According to Alanna Dwyer, marketing manager for high-performance computer solutions at HP, HPC technology has enabled industry users to achieve the highest efficiency and utilization rates for their systems. This development coupled with accessibility, ease of use, and affordable hardware and software has prompted SMBs and smaller workgroups to get onboard with some of the same tools and methods that the big players use.
"With higher utilization on their servers, the enterprise/SMB market can benefit from the Linux tools and methodologies developed in HPC for managing groups of systems in light-weight, efficient manner, and also from storage management solutions to enable higher I/O and file capacity required as utilization grows," says Dwyer. "With new and innovative high-performance computing hitting the market on a constant basis, Enterprise/SMB customers are being forced to learn how to best utilize HPC technologies to better their business outcomes."
These same tools are also being used on a smaller scale to design, test and analyze new product concepts.

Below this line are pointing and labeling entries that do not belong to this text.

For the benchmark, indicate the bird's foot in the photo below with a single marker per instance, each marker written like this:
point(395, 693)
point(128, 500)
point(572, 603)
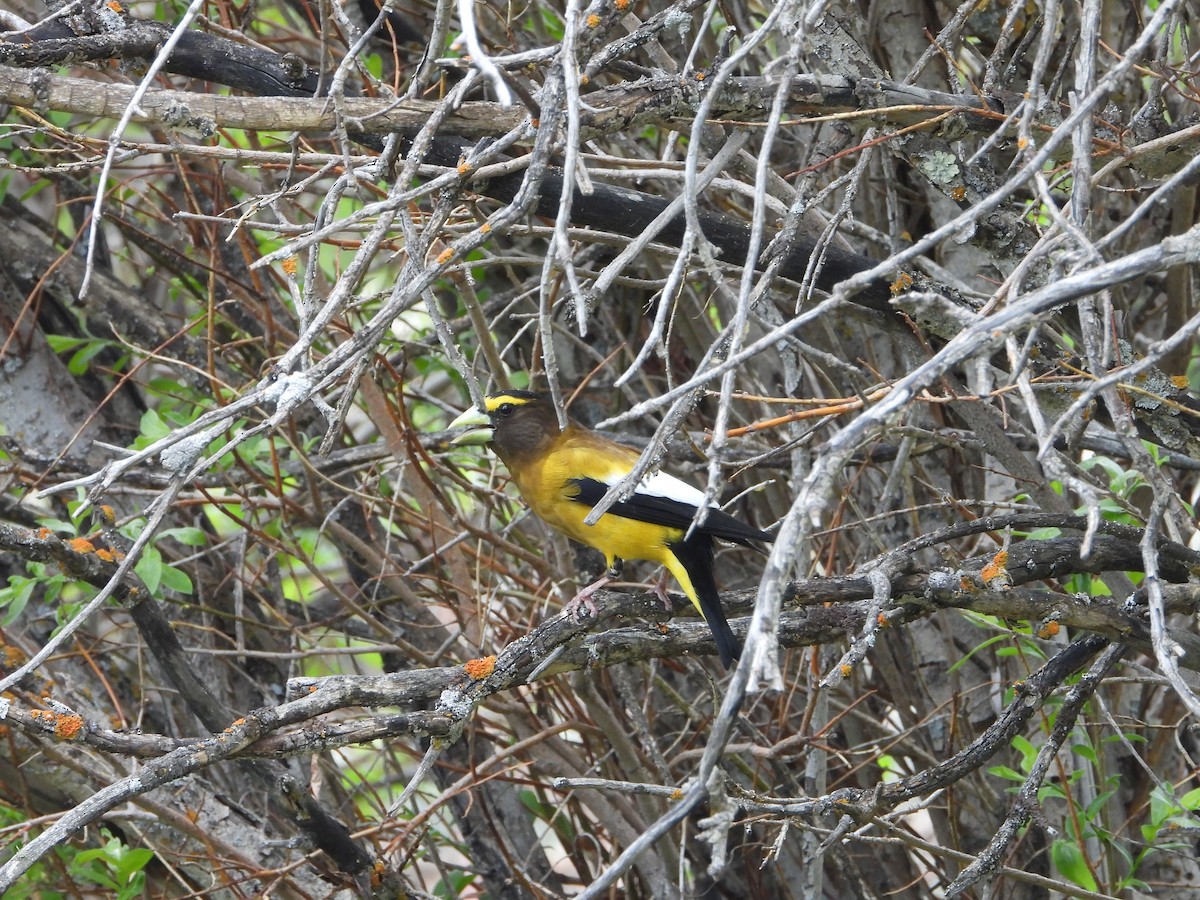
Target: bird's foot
point(660, 592)
point(583, 600)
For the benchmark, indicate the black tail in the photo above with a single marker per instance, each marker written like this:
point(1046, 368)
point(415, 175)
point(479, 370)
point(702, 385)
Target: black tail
point(696, 556)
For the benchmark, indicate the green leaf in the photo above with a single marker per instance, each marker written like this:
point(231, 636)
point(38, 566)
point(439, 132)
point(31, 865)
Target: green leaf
point(186, 535)
point(1071, 864)
point(177, 580)
point(149, 569)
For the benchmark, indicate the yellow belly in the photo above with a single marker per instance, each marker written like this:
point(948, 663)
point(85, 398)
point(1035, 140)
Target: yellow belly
point(547, 485)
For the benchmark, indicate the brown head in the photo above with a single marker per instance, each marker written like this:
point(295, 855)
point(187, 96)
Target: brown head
point(519, 424)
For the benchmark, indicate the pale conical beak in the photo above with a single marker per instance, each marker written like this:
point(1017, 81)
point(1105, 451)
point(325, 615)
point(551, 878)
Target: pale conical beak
point(480, 427)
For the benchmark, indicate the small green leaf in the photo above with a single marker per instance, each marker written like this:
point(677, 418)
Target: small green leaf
point(177, 580)
point(149, 569)
point(1069, 862)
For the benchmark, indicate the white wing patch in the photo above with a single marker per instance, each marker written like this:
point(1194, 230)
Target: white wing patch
point(660, 484)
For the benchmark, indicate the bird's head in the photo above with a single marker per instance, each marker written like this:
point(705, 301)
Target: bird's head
point(515, 421)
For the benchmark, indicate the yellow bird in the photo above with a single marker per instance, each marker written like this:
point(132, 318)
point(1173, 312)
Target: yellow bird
point(562, 473)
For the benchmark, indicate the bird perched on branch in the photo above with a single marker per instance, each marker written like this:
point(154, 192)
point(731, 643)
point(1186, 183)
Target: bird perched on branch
point(562, 473)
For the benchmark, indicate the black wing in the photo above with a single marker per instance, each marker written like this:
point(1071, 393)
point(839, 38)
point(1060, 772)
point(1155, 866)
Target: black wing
point(675, 514)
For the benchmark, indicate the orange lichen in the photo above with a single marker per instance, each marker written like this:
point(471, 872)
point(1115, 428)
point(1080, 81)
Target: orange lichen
point(67, 727)
point(480, 669)
point(995, 574)
point(903, 282)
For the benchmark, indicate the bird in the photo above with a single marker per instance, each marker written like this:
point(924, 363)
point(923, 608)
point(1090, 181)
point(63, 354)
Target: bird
point(563, 472)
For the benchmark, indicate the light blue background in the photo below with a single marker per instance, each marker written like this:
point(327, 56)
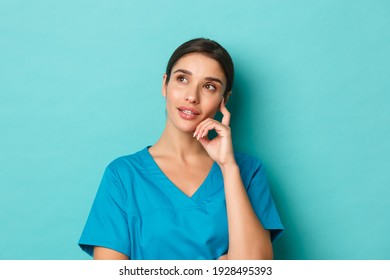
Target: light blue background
point(80, 84)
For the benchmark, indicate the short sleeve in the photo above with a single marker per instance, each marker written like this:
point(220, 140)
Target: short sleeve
point(263, 203)
point(107, 223)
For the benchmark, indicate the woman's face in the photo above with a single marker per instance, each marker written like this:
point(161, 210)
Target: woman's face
point(194, 91)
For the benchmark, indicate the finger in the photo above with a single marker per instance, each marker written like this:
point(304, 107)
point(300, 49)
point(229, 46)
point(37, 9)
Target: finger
point(200, 126)
point(205, 128)
point(225, 113)
point(222, 130)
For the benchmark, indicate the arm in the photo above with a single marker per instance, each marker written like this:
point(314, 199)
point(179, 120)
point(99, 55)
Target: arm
point(102, 253)
point(247, 237)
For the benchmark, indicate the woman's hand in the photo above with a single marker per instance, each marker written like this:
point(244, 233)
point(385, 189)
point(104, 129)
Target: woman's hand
point(220, 149)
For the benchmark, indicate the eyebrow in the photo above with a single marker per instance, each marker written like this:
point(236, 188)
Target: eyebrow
point(211, 79)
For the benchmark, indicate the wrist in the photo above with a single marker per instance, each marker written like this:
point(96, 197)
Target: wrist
point(229, 167)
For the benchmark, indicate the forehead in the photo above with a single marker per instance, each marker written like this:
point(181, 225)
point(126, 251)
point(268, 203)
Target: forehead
point(200, 64)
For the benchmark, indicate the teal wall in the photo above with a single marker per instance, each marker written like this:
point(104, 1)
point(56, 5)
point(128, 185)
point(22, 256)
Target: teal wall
point(80, 85)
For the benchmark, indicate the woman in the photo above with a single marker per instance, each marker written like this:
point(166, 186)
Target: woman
point(187, 196)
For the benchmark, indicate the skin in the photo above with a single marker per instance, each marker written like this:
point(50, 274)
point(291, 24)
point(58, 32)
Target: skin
point(197, 84)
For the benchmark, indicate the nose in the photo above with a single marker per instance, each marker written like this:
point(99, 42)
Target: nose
point(192, 96)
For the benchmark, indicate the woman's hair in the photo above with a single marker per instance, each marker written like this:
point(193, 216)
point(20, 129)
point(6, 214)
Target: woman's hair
point(210, 49)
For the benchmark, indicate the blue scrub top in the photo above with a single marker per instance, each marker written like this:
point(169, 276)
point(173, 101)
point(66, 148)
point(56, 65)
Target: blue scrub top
point(139, 212)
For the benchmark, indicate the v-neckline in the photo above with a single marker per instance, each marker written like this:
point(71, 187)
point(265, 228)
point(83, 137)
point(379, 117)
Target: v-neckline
point(197, 196)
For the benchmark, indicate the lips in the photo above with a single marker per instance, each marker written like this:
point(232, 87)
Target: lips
point(188, 113)
point(188, 110)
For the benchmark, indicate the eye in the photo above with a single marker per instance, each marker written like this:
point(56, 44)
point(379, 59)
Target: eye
point(182, 79)
point(210, 87)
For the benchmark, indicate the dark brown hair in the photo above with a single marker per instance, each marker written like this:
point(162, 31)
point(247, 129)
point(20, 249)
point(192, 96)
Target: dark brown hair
point(209, 48)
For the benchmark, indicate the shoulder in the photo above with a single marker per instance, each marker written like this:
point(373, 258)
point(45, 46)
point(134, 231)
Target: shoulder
point(246, 161)
point(127, 163)
point(251, 169)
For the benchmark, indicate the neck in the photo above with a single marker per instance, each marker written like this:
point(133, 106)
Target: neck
point(177, 144)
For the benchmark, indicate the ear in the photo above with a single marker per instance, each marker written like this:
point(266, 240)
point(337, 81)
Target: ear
point(227, 97)
point(164, 86)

"These companies are trying to accelerate their time to market with more innovative and reliable products," says Len Rosenthal, Chief Marketing Officer at Panasas, who provides a storage system for scalable Linux clusters. "Financial firms are using HPC to determine trading strategies and analyze risk to improve their profitability. Media and Internet companies are using HPC technology to scale their file serving infrastructure to handle massive user demand."
Chabowski further adds that companies like 3M, Proctor & Gamble, Boeing, BP and ConocoPhilips are using HPC clusters every day in business-critical applications.
"What you are increasingly seeing is commercial application of HPC technologies to help companies bring new products to market, and many of them through areas of simulation," says Chabowski. "Companies like BMW and Boeing will do more computer-based simulation rather than continue to use wind tunnels, which take longer and are more expensive. In the commercial world, it's things like, How do I mix a liquid? How do I model how the chemicals are mixed in there? How do I make sure that bottle will withstand any shock it may receive as it goes down the production line?"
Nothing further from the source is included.